Thomas de Saint Leger a été nommé il y a quelques jours directeur général de PERL (groupe Nexity). L’ancien directeur de la stratégie et du développement du groupe de promotion nous présente sa feuille de route.
 
Business Immo : Nexity est l’actionnaire majoritaire de PERL depuis 2014. Deux ans après, quel est le bilan ?
 
Thomas de Saint Leger : Le bilan est clairement positif pour Nexity. Quand le groupe s’est interrogé sur les innovations à apporter au marché immobilier et à intégrer dans son offre, le démembrement est apparu comme un des axes prioritaires de diversification. Et le pionnier en la matière était PERL. Nexity a regardé attentivement la société et a décidé de l’acquérir en mai 2014. Deux ans plus tard, la dissociation entre l’usage et la propriété est devenue une thématique d’actualité dans notre société. Et l’immobilier n’échappe pas à la règle. Grâce à l’outil exceptionnel qu’est PERL, Nexity est en première ligne sur le sujet.
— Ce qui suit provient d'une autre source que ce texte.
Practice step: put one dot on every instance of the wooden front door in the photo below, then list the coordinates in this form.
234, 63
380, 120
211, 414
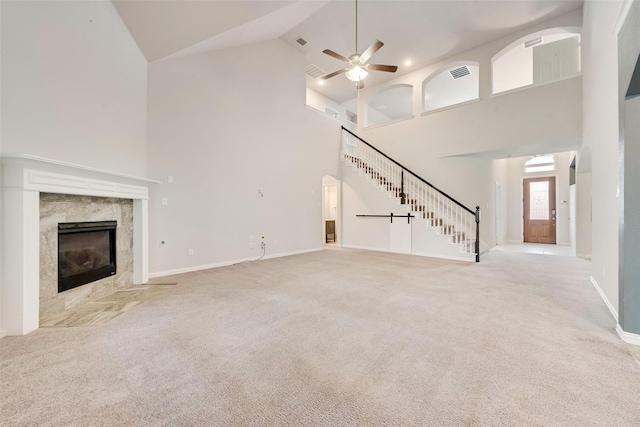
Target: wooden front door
540, 210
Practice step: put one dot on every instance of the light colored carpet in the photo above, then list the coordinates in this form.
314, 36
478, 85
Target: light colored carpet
339, 337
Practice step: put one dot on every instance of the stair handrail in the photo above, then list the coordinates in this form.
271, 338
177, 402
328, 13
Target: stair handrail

De plus, le chiffre d’affaires et la rentabilité de PERL ont continué à progresser depuis 2014.
 
Quelle est votre feuille de route chez PERL ?
 
Je vais accompagner le développement de PERL. La société n’a pas encore exploité pleinement toutes les capacités de ses produits. Nous considérons que le démembrement a encore des parts de marchés à gagner dans l’immobilier. Pour les conquérir, nous allons valoriser la dynamique commerciale de PERL en continuant de développer le réseau de distributeurs partenaires, son implantation territoriale et le marché secondaire de la nue- propriété.
 
Quelles sont les ambitions de PERL pour les mois et années à venir ?
 
PERL a enregistré un chiffre d’affaires de 180 M€ en 2015. Pour 2016, nous anticipons une croissance de ce CA. Concernant le nombre de réservation annuelle, nous oscillons actuellement entre 900 et 1 000 par an. Nous ambitionnons d’atteindre le seuil des 1 500 lots annuels à court terme. Nous estimons que le marché est capable d’absorber ces montants. D’autant plus en période de taux bas. À court terme, nous allons mettre l’accent sur notre marché de prédilection : la France. A moyen-long terme, nous ciblons les grandes métropoles européennes où la problématique qui a conduit à la naissance de PERL existe également. Nous réfléchissons actuellement à des solutions à décliner en Belgique et au Luxembourg.